Kosher products are gaining popularity outside of the Jewish community that consume kosher products as part of their religious dietary law. Non-Jewish consumers choose Kosher for the claimed food safety of the kosher products. Many consumers perceive the consumption of Kosher products as a way of protection against food-borne illnesses, as well as food allergies and sensitivities.
Three in five consumers purchasing kosher products are buying these products for quality, rather than for religious reasons. Location wise, two thirds of the kosher products that are launched were located in the United States and Canada, only a small amount of that total is launched in Asia. Although the Asian market is growing it cannot equalize the exponential growth of the North American market where new product launches of kosher claims almost doubled in the last five years.
The number of clean label claims has greatly increased in Asia in recent years. The percentage of new products featuring an organic positioning grew from 6.0% of launches in 2013 to 9.5% in 2017 on a global scale. Claims such as “organic”, “no preservatives” and “all natural” continue to be on a wide number of product launches.
Organic is among the fastest growing health claims in Asia. It accounts for 21% of total health claims made in Asia were for organic products in the year of 2017. India as the leading Asian country with regard to organic new product launches is followed by Malaysia and China. In the mentioned three countries the most significant market-subcategories were; bouillons/stocks/seasoning/herbs, tea and vegetables.
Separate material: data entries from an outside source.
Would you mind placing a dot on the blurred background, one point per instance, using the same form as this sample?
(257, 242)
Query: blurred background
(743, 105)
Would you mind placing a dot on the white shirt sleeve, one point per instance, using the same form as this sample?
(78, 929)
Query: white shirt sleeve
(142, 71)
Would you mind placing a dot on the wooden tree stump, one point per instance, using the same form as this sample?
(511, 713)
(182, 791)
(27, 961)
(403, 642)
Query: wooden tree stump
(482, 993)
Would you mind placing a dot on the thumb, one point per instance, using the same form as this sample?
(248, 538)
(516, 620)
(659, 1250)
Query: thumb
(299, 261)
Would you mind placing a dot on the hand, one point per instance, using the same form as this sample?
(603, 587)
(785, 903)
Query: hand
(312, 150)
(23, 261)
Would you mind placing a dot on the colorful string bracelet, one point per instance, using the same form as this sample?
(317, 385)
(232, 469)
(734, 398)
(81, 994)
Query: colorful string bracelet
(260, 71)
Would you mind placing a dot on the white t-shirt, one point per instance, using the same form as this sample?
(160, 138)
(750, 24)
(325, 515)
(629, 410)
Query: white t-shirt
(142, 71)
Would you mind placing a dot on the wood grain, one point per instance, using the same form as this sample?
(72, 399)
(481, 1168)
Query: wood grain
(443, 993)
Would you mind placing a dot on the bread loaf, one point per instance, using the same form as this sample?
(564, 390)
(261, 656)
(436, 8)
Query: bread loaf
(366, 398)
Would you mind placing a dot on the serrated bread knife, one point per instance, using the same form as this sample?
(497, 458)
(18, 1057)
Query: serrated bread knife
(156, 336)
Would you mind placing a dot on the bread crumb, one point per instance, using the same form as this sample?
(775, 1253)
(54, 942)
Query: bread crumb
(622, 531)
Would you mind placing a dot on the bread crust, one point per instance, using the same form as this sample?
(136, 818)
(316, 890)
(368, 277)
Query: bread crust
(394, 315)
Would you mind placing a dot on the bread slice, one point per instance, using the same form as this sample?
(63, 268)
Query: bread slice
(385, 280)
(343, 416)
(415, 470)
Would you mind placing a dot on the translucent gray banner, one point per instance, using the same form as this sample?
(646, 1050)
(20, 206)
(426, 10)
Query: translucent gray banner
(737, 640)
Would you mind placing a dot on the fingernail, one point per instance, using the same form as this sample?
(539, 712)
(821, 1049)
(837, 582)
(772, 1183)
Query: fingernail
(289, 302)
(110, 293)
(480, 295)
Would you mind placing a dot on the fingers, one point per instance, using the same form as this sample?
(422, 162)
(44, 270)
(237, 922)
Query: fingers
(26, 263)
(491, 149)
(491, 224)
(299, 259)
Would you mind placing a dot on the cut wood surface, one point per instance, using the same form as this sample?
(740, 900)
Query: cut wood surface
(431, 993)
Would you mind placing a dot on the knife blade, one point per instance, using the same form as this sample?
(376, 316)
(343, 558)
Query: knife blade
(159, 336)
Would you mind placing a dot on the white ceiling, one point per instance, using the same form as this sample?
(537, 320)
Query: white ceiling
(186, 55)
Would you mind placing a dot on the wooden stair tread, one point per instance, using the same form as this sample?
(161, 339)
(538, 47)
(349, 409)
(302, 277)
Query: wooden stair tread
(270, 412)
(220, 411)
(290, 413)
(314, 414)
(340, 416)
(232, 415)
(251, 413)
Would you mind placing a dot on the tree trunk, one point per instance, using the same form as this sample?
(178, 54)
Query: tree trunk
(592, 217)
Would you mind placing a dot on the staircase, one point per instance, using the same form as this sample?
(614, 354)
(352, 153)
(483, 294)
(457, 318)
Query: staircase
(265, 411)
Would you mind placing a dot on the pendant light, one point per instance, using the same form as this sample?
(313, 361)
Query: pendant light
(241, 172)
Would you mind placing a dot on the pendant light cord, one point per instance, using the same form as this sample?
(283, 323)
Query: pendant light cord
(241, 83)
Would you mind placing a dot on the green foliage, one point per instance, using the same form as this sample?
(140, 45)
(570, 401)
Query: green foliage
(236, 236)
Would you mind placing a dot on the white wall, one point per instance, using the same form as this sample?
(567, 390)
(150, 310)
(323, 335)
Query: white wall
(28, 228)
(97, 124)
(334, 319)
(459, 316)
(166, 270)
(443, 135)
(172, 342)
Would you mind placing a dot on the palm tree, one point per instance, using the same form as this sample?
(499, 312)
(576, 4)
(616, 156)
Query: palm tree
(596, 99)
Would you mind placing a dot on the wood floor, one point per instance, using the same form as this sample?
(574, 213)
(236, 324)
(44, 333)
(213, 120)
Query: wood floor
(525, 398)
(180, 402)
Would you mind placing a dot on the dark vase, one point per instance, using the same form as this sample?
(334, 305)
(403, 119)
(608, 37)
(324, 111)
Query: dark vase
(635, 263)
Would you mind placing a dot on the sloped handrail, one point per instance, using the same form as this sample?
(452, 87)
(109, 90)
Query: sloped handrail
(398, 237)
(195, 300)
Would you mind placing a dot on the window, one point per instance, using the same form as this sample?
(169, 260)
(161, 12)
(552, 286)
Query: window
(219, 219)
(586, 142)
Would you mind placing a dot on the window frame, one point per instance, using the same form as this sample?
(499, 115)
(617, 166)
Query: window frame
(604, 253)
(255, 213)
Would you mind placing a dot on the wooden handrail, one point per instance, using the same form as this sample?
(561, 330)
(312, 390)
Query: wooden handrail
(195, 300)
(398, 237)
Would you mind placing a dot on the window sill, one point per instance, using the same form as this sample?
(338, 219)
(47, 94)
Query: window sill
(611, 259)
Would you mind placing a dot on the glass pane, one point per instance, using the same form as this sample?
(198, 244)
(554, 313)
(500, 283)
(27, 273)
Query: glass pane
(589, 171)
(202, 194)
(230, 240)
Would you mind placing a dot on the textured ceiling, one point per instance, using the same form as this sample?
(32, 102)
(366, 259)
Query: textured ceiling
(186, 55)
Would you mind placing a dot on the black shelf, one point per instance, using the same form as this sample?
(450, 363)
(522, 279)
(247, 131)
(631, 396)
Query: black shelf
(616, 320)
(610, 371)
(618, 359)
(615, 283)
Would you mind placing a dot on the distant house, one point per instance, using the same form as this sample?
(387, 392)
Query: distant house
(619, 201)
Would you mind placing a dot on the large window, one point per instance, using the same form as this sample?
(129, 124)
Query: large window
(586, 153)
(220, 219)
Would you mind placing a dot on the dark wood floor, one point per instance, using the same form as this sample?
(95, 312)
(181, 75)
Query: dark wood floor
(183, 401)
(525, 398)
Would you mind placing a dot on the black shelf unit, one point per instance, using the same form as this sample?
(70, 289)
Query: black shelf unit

The growth in private labels has been one of the most noteworthy trends of recent years in the FMCG industry; many retailers have invested in expanding their private label offerings, and some private labels, have attempted to create their own followings. Private label brands are creating their own identities as a desirable, premium experience of their own. The days when private label consisted of pure copycat products is long over.
More premiumization will be apparent adding a luxury touch to everyday quick meals like sandwiches, sausages, fried eggs etc. Exotic, ethnic and flavours will be key in achieving this.
Worldwide, the most popular product categories made of private label were alcoholic beverages with respectively more product launches of private label beers than spirits & liquors and wine. The three groups combined represented about 12% of the total private label products that were launched between the year 2013 and 2017. In Asia specifically, next to the alcoholic beverages also cooking sauces is one of the most popular kind of private label products.
Vegan eating patterns have emerged from a relative small niche position but are gaining increased attention among consumers, media and the food and beverage industry. New food and beverage launches with a vegan positioning found an average annual growth rate of +44.8 percent globally (CAGR ’13-’17).
Claims concerning veganism and convenience combined have gone up by 27% according to Innova Market Insights with a total of almost 258 thousand claims worldwide. In the last five years, Western Europe where products with both claims combined were used leads the movement and is followed by Asia and North America with respectively 35%, 20% and 16% of the total new vegan product launches worldwide.
The customer base for meat free and meat substitutes is increasing as the number of vegans, vegetarians and flexitarians increases worldwide. According to Xinhua, there are now around 50 million people in China who are vegetarian. China is currently the second most active single market worldwide, accounting for 16% of the world’s total meat substitute product launches. The ongoing concern for future sustainability of the global food chain and ingredient source transparency is having far reaching consequences for food manufacturers and consumers alike.